I am Jonathan Sandberg and I run the Princeton Bank Consortium. I came to Wall Street from Princeton University in the 90s. I have worked on the trading floor in Morgan Stanley DPG, Lehman Brothers Credit, Citi FX, and Goldman PB High Frequency Equities. I am a floating point inner-loop hacker for exotic derivatives, large portfolios, and low-latency trade execution (see Black Scholes in 36 nanoseconds, Totally Serial, or the 2012 Due Diligence series on Maxeler/JPM Credit Derivative Supercomputer).
The Princeton Bank Consortium (PBC) will be a data publication outlet for a new type of Big Data stochastic programming problem focussed on the optimization of U.S. Bank Net Interest Margin.
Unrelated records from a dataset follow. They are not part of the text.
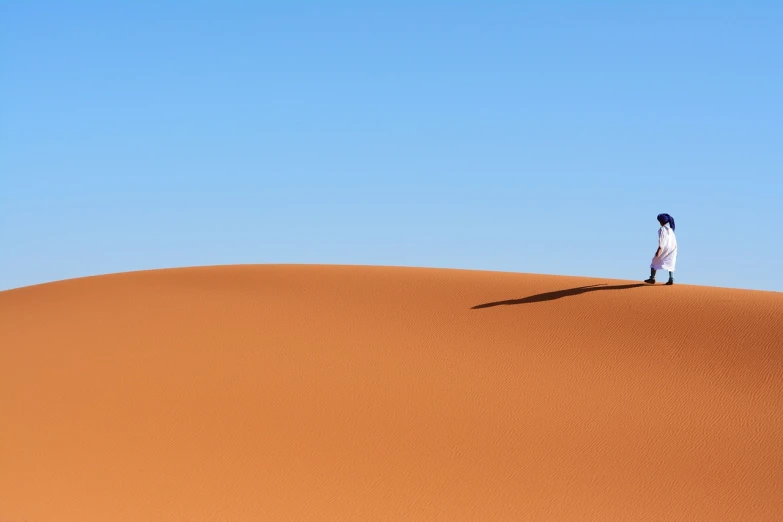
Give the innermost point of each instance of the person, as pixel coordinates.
(666, 255)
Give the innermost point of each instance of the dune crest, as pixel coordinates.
(380, 393)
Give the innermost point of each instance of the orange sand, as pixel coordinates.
(375, 393)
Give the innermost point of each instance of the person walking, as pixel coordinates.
(666, 256)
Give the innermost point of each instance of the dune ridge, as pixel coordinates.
(306, 392)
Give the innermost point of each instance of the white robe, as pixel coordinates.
(668, 256)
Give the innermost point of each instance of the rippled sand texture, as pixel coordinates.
(375, 393)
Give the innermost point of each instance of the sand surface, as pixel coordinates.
(376, 393)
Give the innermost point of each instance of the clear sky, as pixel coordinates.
(519, 136)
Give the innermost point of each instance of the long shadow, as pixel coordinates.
(551, 296)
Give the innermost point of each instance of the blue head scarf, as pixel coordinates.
(666, 218)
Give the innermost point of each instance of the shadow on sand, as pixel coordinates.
(551, 296)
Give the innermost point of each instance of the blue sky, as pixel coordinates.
(529, 137)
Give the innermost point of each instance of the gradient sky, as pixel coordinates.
(528, 137)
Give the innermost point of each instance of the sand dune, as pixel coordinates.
(375, 393)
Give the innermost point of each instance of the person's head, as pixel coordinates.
(666, 219)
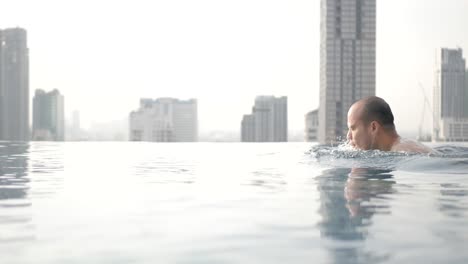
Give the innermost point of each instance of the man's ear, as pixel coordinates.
(374, 126)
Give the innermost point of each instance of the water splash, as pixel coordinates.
(445, 159)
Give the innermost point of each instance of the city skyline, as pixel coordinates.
(347, 62)
(14, 85)
(273, 52)
(451, 97)
(268, 121)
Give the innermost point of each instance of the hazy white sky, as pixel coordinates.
(105, 55)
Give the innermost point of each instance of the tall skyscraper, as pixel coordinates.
(451, 97)
(48, 116)
(347, 62)
(311, 122)
(165, 120)
(14, 85)
(268, 121)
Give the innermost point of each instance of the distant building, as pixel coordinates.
(48, 116)
(14, 85)
(165, 120)
(347, 62)
(268, 121)
(248, 128)
(311, 122)
(451, 97)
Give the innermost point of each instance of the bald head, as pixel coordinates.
(374, 108)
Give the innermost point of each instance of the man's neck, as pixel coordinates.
(387, 140)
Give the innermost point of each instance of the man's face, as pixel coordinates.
(359, 133)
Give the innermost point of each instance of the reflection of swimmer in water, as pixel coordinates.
(370, 123)
(362, 185)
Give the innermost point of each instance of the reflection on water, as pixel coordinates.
(349, 198)
(15, 214)
(85, 202)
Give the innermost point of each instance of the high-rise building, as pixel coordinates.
(165, 120)
(48, 116)
(14, 85)
(311, 122)
(268, 121)
(451, 97)
(248, 128)
(347, 62)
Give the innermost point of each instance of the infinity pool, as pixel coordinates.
(84, 202)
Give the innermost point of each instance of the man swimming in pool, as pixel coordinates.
(370, 124)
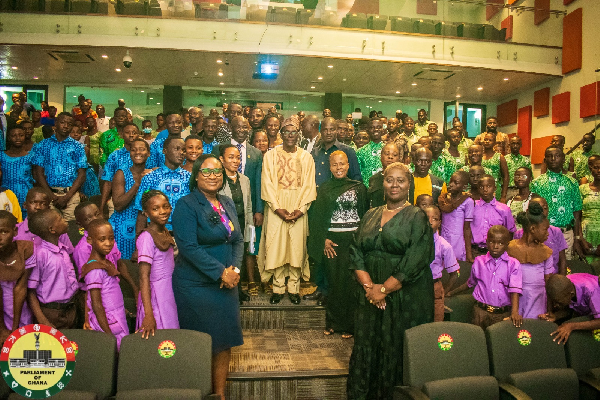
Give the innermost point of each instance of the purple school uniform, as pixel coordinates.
(53, 277)
(452, 227)
(533, 302)
(161, 283)
(444, 257)
(556, 241)
(112, 301)
(8, 300)
(23, 233)
(587, 293)
(495, 278)
(82, 252)
(486, 215)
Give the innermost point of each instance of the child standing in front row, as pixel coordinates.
(106, 309)
(457, 213)
(17, 259)
(156, 302)
(52, 284)
(444, 259)
(497, 279)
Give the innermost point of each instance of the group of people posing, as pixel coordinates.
(375, 222)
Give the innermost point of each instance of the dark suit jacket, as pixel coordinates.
(205, 248)
(253, 171)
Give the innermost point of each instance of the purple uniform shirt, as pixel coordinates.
(53, 277)
(587, 292)
(453, 224)
(495, 278)
(556, 241)
(23, 233)
(486, 215)
(444, 257)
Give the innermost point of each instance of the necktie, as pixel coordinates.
(239, 146)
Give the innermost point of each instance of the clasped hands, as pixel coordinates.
(229, 278)
(287, 216)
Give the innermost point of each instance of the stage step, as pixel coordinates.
(291, 364)
(258, 313)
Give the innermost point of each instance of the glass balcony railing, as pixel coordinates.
(469, 19)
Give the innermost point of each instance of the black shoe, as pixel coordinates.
(275, 298)
(316, 295)
(244, 296)
(294, 298)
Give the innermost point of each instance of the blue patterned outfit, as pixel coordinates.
(17, 175)
(174, 183)
(123, 222)
(61, 160)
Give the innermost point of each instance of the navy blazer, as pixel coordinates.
(253, 171)
(205, 248)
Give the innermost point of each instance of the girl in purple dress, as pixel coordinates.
(155, 245)
(106, 310)
(535, 258)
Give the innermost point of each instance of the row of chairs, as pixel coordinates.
(137, 371)
(450, 360)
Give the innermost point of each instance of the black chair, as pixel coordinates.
(446, 360)
(527, 360)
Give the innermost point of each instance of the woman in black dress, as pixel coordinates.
(211, 247)
(391, 254)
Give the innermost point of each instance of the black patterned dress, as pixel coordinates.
(402, 248)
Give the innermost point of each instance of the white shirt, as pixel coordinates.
(102, 124)
(242, 153)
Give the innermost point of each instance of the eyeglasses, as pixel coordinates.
(206, 172)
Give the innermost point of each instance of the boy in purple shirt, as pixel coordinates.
(52, 285)
(489, 212)
(498, 282)
(37, 199)
(444, 259)
(580, 293)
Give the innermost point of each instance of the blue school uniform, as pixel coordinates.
(123, 222)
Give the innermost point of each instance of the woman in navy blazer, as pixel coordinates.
(211, 248)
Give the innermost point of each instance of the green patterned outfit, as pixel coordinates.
(443, 167)
(109, 142)
(563, 197)
(369, 160)
(580, 159)
(590, 217)
(514, 163)
(402, 248)
(492, 167)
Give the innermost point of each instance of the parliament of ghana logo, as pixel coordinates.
(37, 361)
(445, 341)
(524, 337)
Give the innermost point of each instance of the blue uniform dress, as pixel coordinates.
(17, 175)
(123, 222)
(207, 245)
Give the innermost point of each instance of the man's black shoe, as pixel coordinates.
(294, 298)
(276, 298)
(316, 295)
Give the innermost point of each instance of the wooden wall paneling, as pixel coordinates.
(561, 108)
(572, 41)
(507, 113)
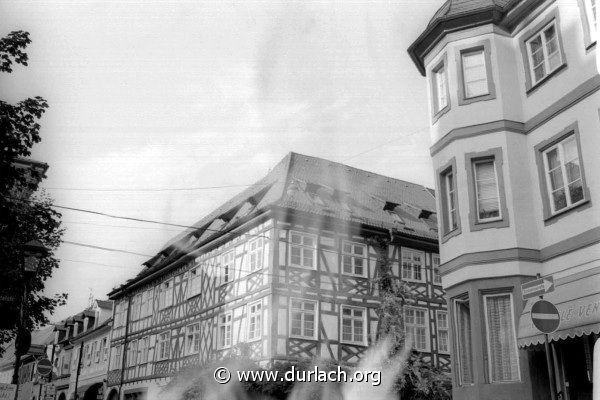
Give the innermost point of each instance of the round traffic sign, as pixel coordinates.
(44, 367)
(545, 316)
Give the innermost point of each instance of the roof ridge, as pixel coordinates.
(362, 170)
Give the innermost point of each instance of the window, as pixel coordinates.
(437, 276)
(116, 360)
(136, 304)
(225, 323)
(353, 325)
(474, 73)
(415, 327)
(449, 202)
(97, 349)
(143, 349)
(255, 321)
(354, 259)
(464, 356)
(227, 265)
(87, 350)
(439, 84)
(485, 181)
(192, 339)
(563, 174)
(165, 294)
(303, 250)
(487, 196)
(132, 353)
(503, 358)
(104, 353)
(256, 256)
(412, 264)
(589, 18)
(303, 315)
(194, 283)
(442, 331)
(164, 346)
(146, 304)
(544, 53)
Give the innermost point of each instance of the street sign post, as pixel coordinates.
(545, 316)
(44, 367)
(537, 287)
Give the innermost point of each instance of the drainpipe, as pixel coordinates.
(123, 363)
(78, 369)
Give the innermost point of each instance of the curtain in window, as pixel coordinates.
(502, 342)
(465, 357)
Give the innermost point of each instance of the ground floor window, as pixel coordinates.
(464, 347)
(503, 357)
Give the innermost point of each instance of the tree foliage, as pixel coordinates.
(24, 216)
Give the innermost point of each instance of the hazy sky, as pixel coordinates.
(154, 94)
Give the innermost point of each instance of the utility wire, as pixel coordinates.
(149, 189)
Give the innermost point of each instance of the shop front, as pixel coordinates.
(577, 298)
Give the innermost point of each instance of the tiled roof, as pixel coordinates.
(315, 186)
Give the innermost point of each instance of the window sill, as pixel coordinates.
(361, 344)
(450, 234)
(464, 101)
(438, 114)
(583, 204)
(535, 86)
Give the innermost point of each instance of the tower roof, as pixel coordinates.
(455, 15)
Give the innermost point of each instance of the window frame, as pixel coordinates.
(227, 272)
(435, 275)
(222, 343)
(303, 329)
(159, 342)
(436, 111)
(459, 344)
(551, 18)
(303, 246)
(194, 282)
(487, 336)
(502, 221)
(446, 329)
(548, 216)
(353, 318)
(483, 46)
(258, 315)
(426, 324)
(353, 256)
(258, 252)
(422, 269)
(447, 231)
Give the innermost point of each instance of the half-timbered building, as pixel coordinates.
(288, 269)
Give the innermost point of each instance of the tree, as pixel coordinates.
(419, 380)
(23, 216)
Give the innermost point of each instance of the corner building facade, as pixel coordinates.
(514, 99)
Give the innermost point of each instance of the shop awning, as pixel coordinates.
(577, 298)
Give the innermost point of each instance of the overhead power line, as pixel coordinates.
(148, 189)
(105, 248)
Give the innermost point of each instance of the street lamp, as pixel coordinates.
(33, 252)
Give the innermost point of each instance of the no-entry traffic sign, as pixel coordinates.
(44, 367)
(545, 316)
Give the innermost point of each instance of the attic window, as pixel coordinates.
(425, 214)
(389, 206)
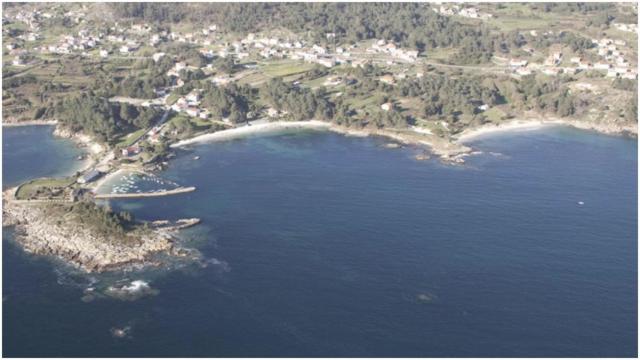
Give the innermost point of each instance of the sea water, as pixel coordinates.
(325, 245)
(32, 151)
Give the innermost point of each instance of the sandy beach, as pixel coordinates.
(438, 146)
(30, 123)
(611, 128)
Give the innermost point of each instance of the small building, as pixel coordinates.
(387, 79)
(91, 176)
(388, 106)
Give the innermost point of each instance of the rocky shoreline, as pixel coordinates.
(83, 246)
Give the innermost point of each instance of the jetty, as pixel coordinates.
(179, 190)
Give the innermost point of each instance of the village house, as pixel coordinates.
(518, 63)
(388, 106)
(387, 79)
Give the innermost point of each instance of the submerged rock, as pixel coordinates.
(121, 333)
(135, 290)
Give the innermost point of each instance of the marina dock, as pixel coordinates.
(179, 190)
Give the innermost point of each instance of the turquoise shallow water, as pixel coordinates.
(323, 245)
(32, 151)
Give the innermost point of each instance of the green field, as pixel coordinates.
(30, 188)
(286, 68)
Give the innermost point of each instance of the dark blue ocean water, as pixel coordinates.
(32, 151)
(336, 246)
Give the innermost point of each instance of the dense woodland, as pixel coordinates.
(98, 117)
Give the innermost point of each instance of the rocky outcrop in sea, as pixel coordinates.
(78, 244)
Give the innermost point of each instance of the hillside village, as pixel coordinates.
(60, 47)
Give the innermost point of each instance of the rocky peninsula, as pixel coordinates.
(87, 236)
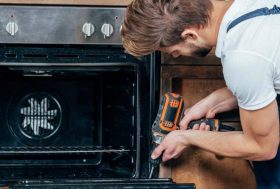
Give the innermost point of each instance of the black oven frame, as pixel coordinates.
(13, 57)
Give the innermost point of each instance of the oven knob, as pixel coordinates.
(88, 29)
(12, 28)
(107, 30)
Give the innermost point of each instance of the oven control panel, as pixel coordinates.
(61, 25)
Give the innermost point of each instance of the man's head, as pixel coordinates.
(172, 26)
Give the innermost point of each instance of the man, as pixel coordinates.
(246, 34)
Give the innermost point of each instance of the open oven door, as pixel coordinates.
(105, 184)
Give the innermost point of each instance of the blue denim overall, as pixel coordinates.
(267, 172)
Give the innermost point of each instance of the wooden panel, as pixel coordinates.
(211, 59)
(206, 170)
(172, 76)
(209, 171)
(196, 89)
(69, 2)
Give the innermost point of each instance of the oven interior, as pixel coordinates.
(78, 116)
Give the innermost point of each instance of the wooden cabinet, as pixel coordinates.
(195, 78)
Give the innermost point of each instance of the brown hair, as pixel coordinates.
(151, 24)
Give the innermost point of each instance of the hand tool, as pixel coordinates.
(168, 118)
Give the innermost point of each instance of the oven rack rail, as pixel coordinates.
(62, 150)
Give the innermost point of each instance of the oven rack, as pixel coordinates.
(62, 150)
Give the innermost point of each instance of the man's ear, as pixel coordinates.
(189, 34)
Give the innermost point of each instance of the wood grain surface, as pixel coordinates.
(69, 2)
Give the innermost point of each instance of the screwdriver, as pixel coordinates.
(168, 118)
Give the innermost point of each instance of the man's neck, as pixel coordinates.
(220, 7)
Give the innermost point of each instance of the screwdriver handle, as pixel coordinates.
(215, 124)
(156, 162)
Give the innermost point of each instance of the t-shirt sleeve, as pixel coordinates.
(250, 79)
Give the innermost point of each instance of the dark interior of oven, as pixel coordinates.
(77, 117)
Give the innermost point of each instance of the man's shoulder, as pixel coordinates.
(258, 36)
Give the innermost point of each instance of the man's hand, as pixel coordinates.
(258, 142)
(219, 101)
(172, 146)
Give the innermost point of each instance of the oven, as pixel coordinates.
(75, 109)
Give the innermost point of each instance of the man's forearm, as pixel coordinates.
(227, 144)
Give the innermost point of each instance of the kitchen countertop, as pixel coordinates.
(69, 2)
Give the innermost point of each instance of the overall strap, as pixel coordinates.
(259, 12)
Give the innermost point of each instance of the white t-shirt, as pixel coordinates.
(250, 54)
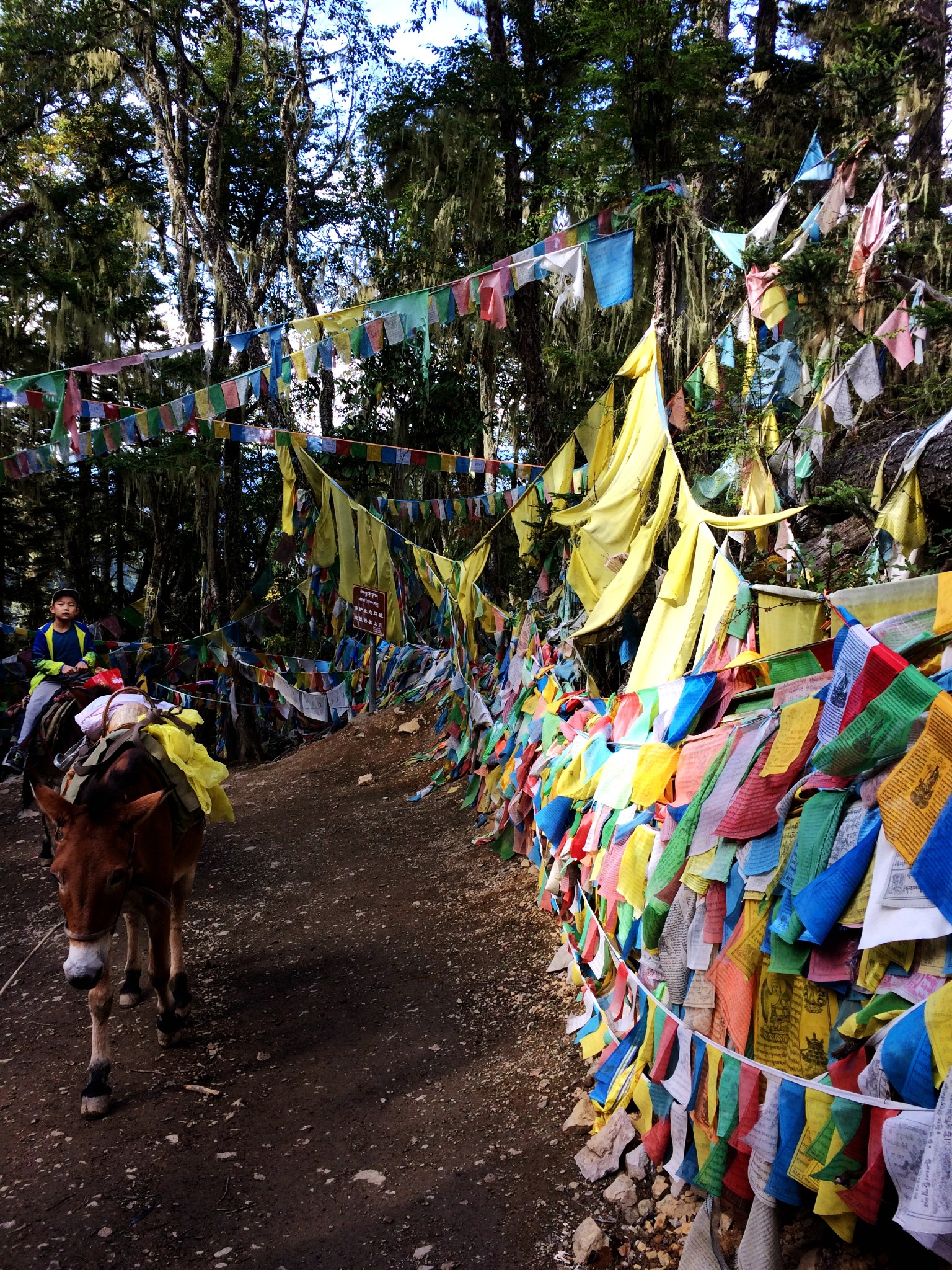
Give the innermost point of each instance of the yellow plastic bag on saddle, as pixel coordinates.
(203, 773)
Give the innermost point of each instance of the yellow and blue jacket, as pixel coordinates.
(54, 649)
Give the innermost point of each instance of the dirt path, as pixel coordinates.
(369, 995)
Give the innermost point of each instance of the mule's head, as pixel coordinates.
(93, 866)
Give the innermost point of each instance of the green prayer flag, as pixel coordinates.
(443, 299)
(743, 613)
(695, 389)
(676, 854)
(881, 730)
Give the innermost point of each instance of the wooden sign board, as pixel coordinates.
(369, 611)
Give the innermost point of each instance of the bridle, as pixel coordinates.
(92, 938)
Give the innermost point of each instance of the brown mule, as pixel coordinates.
(56, 733)
(117, 854)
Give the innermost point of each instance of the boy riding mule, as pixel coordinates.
(127, 830)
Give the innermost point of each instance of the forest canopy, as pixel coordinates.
(174, 173)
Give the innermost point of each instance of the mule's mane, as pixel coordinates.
(121, 783)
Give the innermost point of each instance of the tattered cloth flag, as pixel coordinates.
(815, 166)
(863, 373)
(895, 335)
(837, 398)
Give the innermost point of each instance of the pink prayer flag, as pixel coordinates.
(895, 335)
(461, 295)
(491, 303)
(506, 269)
(71, 407)
(678, 411)
(112, 367)
(758, 286)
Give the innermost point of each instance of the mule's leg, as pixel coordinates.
(179, 982)
(168, 1023)
(133, 992)
(46, 848)
(97, 1094)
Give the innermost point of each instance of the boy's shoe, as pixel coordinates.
(15, 761)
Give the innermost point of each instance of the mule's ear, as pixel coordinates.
(54, 806)
(131, 813)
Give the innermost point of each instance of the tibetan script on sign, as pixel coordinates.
(369, 611)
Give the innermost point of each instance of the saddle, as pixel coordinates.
(90, 760)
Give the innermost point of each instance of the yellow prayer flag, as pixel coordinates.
(938, 1025)
(775, 306)
(593, 1044)
(919, 786)
(287, 495)
(943, 605)
(656, 765)
(796, 722)
(710, 368)
(641, 1098)
(903, 516)
(633, 866)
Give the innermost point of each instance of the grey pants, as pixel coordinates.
(38, 699)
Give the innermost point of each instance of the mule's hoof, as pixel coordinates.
(180, 995)
(172, 1030)
(95, 1106)
(169, 1041)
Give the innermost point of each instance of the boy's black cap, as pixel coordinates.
(65, 593)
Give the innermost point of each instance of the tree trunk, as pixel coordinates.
(924, 154)
(527, 299)
(325, 406)
(150, 614)
(120, 516)
(231, 510)
(81, 546)
(487, 368)
(765, 24)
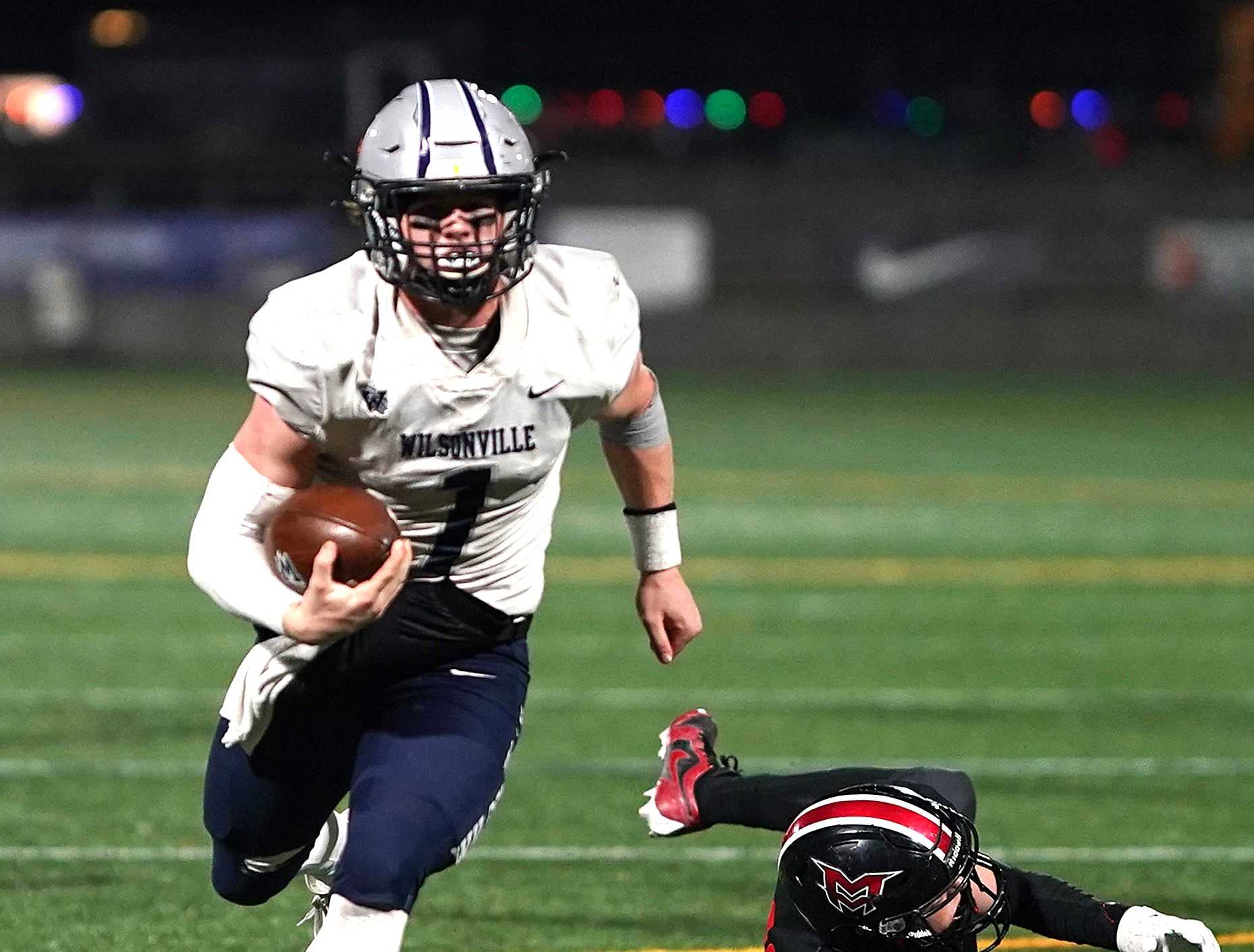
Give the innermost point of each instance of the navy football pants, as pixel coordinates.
(423, 761)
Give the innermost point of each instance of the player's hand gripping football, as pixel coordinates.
(668, 613)
(329, 609)
(1145, 930)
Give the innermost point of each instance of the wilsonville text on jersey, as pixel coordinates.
(471, 444)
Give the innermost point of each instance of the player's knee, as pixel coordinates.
(387, 862)
(953, 785)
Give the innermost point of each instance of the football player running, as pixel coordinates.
(443, 369)
(883, 860)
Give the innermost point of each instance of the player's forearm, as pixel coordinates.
(645, 476)
(1058, 910)
(225, 554)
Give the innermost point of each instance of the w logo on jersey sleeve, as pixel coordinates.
(853, 896)
(376, 400)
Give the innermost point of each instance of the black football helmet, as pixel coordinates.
(877, 861)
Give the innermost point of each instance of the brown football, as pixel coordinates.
(360, 527)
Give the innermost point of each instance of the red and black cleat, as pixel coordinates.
(687, 754)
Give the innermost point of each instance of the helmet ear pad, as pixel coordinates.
(877, 861)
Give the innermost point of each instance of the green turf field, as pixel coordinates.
(1046, 581)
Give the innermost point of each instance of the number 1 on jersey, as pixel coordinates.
(472, 492)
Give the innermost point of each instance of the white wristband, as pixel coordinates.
(655, 537)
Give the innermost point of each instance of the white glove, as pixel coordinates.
(1145, 930)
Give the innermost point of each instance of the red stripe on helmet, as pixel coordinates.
(876, 812)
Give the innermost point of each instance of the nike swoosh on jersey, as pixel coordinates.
(532, 392)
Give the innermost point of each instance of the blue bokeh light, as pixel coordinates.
(685, 109)
(889, 107)
(73, 99)
(1089, 108)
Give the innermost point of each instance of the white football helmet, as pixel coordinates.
(439, 138)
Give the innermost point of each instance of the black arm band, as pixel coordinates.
(654, 511)
(1058, 910)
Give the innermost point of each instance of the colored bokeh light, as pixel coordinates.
(766, 111)
(523, 102)
(648, 109)
(685, 109)
(1089, 108)
(606, 108)
(1172, 111)
(925, 117)
(118, 28)
(1110, 146)
(44, 108)
(1048, 109)
(16, 102)
(888, 108)
(725, 109)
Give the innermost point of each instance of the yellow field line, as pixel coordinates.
(749, 485)
(800, 572)
(1230, 940)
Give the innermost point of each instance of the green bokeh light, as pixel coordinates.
(523, 102)
(925, 117)
(725, 109)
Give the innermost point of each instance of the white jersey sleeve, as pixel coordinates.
(284, 367)
(622, 321)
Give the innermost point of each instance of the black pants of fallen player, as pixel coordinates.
(773, 802)
(414, 717)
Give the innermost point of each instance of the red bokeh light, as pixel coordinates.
(1172, 111)
(606, 108)
(766, 111)
(1049, 109)
(649, 109)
Stochastic Programming is a well researched industrial and academic topic see Shapiro, Shapiro et.al., or Nemirovski. There is even solid practical experience in Stochastic Programming applied directly to Bank Asset and Liability Management see Birge, QRM, Oracle Financial, and IBM Algo. What has changed within the past couple years is that the Banking industry efforts in automation, centralization, and regulatory reporting have made Net Interest Margin Optimization feasible on a massive scale. New Technology including: inexpensive vectorized x86 microprocessors, fast LP solvers, and solid optimizing compilers make it so PBC can run Net Interest Margin Optimization for the aggregated accrual portfolio of JPM, Citi, Wells Fargo, BofA, and the remaining top 50 Bank Holding Companies (BHCs) tracked by the U.S. Federal Reserve on an iMac with open source software (of course PBC does not know the exact accrual portfolio contents of each of these BHCs, but there is aggregated Fed data to work with). This is a very exciting, and lucrative, new bank automation quant-problem that the Princeton Bank Consortium will assist in promoting, finding, and optimizing industrial solutions.
This PBC blog will be used to provide the narrative for the development of Net Interest Margin Optimization solutions. The blog will present the people and the research that makes solutions possible and trace the evolution of the algorithms, programs, and systems that make progress in NIM Optimization possible.